El Infierno, según aparece descrito en la “Divina comedia”.

Por Ignacio González Orozco.

La Divina Comedia, grandioso poema en endecasílabos escrito por Dante Alighieri a lo largo de diecisiete años (1304-1321), contiene tal riqueza de asuntos dogmáticos, filosóficos e históricos, rebosa de tamaña simbología y fulge con tantos hallazgos poéticos, que cualquier comentario resulta por fuerza insuficiente. A pesar de ello, vayan por delante algunas consideraciones acerca del autor y su obra.

La vida de Dante (Florencia, 1265-Rávena, 1321) estuvo vinculada a dos lealtades inquebrantables. Devino la primera de su nacimiento en una familia güelfa, el bando de la nobleza florentina defensor del poder temporal del papado como eje político vertebrador de una Italia de burgos libres. La segunda surgió de su más temprana experiencia sentimental, el amor despertado por Beatriz Portinari cuando el futuro poeta apenas tenía nueve años (y ella, ocho). Con el paso de los lustros y hasta la muerte de la amada (1290), el trato entre ambos no pasó del formal saludo, pero Dante le reservó siempre su corazón, aun después de casarse con Gemma di Manetto Donati (1285) y de que Beatriz se uniera al banquero Simone dei Bardi (1287). También la ensalzó como arquetipo de pureza y bondad en sus dos principales legados literarios: Vita Nuova (1292-1293), recopilación de poemas y textos líricos en prosa, y Commedia (1304-1321), título original de la obra que nos ocupa (a partir del siglo XVI empezó a publicarse con la denominación al uso en la actualidad).

La Commedia inauguró la corriente lírica conocida como dolce stil nuovo, denominación extraída de un pasaje de la obra danteana: “dal dolce stil novo ch’ i’ odo” (“del dulce estilo nuevo que escucho”). Este movimiento poético puede considerarse heredero del amor cortés, por cuanto de idealización de la mujer amada conlleva, pero tamiza los elementos sensuales de esa atracción idílica en la redoma de la espiritualidad franciscana.

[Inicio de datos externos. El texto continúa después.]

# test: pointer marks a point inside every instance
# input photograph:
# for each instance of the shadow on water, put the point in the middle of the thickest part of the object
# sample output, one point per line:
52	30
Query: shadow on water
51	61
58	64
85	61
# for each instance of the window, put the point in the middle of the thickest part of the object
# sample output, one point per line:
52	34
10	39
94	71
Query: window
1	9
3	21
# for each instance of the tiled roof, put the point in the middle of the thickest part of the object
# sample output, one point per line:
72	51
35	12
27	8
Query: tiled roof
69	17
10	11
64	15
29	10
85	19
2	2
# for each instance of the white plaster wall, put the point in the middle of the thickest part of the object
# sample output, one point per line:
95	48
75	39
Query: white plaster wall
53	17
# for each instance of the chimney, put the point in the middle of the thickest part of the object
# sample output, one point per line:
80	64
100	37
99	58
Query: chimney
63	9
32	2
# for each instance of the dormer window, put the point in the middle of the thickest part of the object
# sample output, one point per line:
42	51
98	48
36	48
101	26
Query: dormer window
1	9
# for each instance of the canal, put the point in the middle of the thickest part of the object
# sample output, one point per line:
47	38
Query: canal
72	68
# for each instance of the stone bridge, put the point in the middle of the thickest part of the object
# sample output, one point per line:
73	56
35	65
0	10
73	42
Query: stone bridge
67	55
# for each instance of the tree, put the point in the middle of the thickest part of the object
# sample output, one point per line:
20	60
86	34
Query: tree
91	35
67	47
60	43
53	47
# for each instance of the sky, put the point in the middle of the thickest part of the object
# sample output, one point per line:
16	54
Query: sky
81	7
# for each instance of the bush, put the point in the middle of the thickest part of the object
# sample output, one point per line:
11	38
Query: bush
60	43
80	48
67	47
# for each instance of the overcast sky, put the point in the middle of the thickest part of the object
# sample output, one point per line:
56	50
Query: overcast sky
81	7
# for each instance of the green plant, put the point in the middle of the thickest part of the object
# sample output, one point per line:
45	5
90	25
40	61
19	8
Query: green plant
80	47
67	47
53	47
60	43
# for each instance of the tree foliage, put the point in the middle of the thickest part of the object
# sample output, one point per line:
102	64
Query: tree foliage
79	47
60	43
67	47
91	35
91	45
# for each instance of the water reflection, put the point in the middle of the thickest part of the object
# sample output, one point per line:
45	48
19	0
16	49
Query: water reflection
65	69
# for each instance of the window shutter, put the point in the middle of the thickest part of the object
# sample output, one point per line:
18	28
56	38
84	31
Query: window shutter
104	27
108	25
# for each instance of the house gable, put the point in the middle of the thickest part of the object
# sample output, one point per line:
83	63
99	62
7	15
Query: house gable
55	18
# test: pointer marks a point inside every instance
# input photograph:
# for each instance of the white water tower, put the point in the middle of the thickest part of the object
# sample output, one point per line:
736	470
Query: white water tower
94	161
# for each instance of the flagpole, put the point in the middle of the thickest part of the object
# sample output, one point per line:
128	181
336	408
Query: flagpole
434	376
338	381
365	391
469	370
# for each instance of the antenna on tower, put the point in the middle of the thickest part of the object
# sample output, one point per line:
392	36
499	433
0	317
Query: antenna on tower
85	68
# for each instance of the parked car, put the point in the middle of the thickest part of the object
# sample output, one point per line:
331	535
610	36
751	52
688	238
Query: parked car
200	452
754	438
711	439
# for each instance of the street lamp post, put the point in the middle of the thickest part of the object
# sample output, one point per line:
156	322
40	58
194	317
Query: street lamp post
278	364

Se divide el poema en tres partes: Infierno, Purgatorio y Cielo, de 33 cantos cada una, precedidas por una introducción donde hallamos a Dante “Nel mezzo del cammin di nostra vita” (“en la mitad del camino de nuestra vida”: los 35 años, según el salmo 90:10) y perdido en la “selva oscura” del dolor, el pecado y la zozobra. A su rescate acude el espíritu del poeta Virgilio, representante de la sabiduría clásica. Juntos trasponen la puerta del Infierno, donde mora el vate por haber sido pagano. Con el ejemplo de Virgilio se comprueba que para alcanzar la salvación no bastan la inteligencia y la sabiduría, ni siquiera sumadas a la prudencia que de ellas dimana, y colegimos que, para Dante, el conocimiento humano sólo era virtud mundana, útil pero imperfecta, inferior a la fe. Un rasgo arcaico del gran poeta, por mucho que se le considere precedente de la futura mentalidad renacentista.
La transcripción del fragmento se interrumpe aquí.